The government has lost its majority. The constitution has fallen apart. The country no longer has any idea whether it is leaving the European Union or not. Historians and political commentators are queuing up to tell us this is the lowest point in the country’s history since the Suez Crisis/Civil War/Dissolution of the Monasteries (delete as applicable).
And yet, amid all this chaos and confusion, something else is happening. The economy, slightly surprisingly, is purring along quite smoothly. The explanation? In truth, the EU doesn’t make much difference to the economy anymore. And insofar as it does, leaving is a marginal improvement.
The City expected the economic data released this week to make grim reading. Global trade is slowing, with central banks in the US and the eurozone cutting rates to try and stave off recession. Add in a slowdown in investment as companies understandably fret about our potentially chaotic departure from the EU and the British economy should be slowing down sharply.
Except that is not quite what happened. First, we learnt that the economy overall expanded by 0.3 per cent in July, significantly faster than the 0.1 per cent expected, and better than most of our main rivals. Next, we found out that the trade deficit narrowed slightly as imports fell. Finally, we learned that employment was at record highs and that wages were still growing at record rates. Add in a Chancellor who is about to start spending money with carefree abandon and there is no reason why it shouldn’t improve from here. It isn’t fantastic. But it is a decent performance from a mature economy facing what is meant to be its biggest economic challenge in a generation.
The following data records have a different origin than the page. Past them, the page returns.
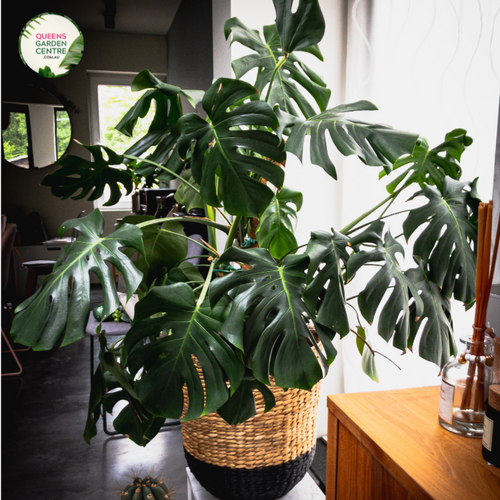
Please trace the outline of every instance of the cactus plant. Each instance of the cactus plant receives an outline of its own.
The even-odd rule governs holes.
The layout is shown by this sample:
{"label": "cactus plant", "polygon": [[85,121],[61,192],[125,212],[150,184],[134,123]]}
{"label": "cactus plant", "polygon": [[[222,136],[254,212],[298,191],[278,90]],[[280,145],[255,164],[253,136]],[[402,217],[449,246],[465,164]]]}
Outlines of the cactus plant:
{"label": "cactus plant", "polygon": [[150,474],[144,478],[134,477],[121,492],[121,500],[175,500],[173,490],[162,478]]}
In fact, there are two explanations for that. The first and simplest is that membership of the EU, and all the political drama around it, doesn’t make a lot of difference to business one way or another. They have made their preparations and can live with either outcome. Sure, there might be some disruption around no deal if that is what happens. But demographics, demand, skills, tax rates and levels of entrepreneurship, innovation and infrastructure are what actually determine growth. Membership of a big – but not terribly successful – trade bloc isn’t that crucial one way or another.
Next, at the margin, our looming departure is a slight improvement. You can see that most clearly in the employment and wage data. As the amount of cheap eastern and central European labour has started to fall, employers have had to pay their people a bit more. As the research consultancy High Frequency Economics noted in an analysis of the figures: ‘We believe we are seeing a change in the composition of the workforce as the economy loses foreign workers, largely in low wage jobs’. Much as the textbooks would suggest, with a lower supply of cheap labour companies are starting to restructure so that they use fewer people and pay the ones they have a little more. Sure, some companies that are completely dependent on low paid labour will suffer. But on balance that will be an improvement, especially as those higher wages will soon translate into higher spending, creating more growth.
In truth, the drama around Brexit may be a political earthquake. But to the economy, it is already largely an irrelevance. And on balance, it is turning into a positive.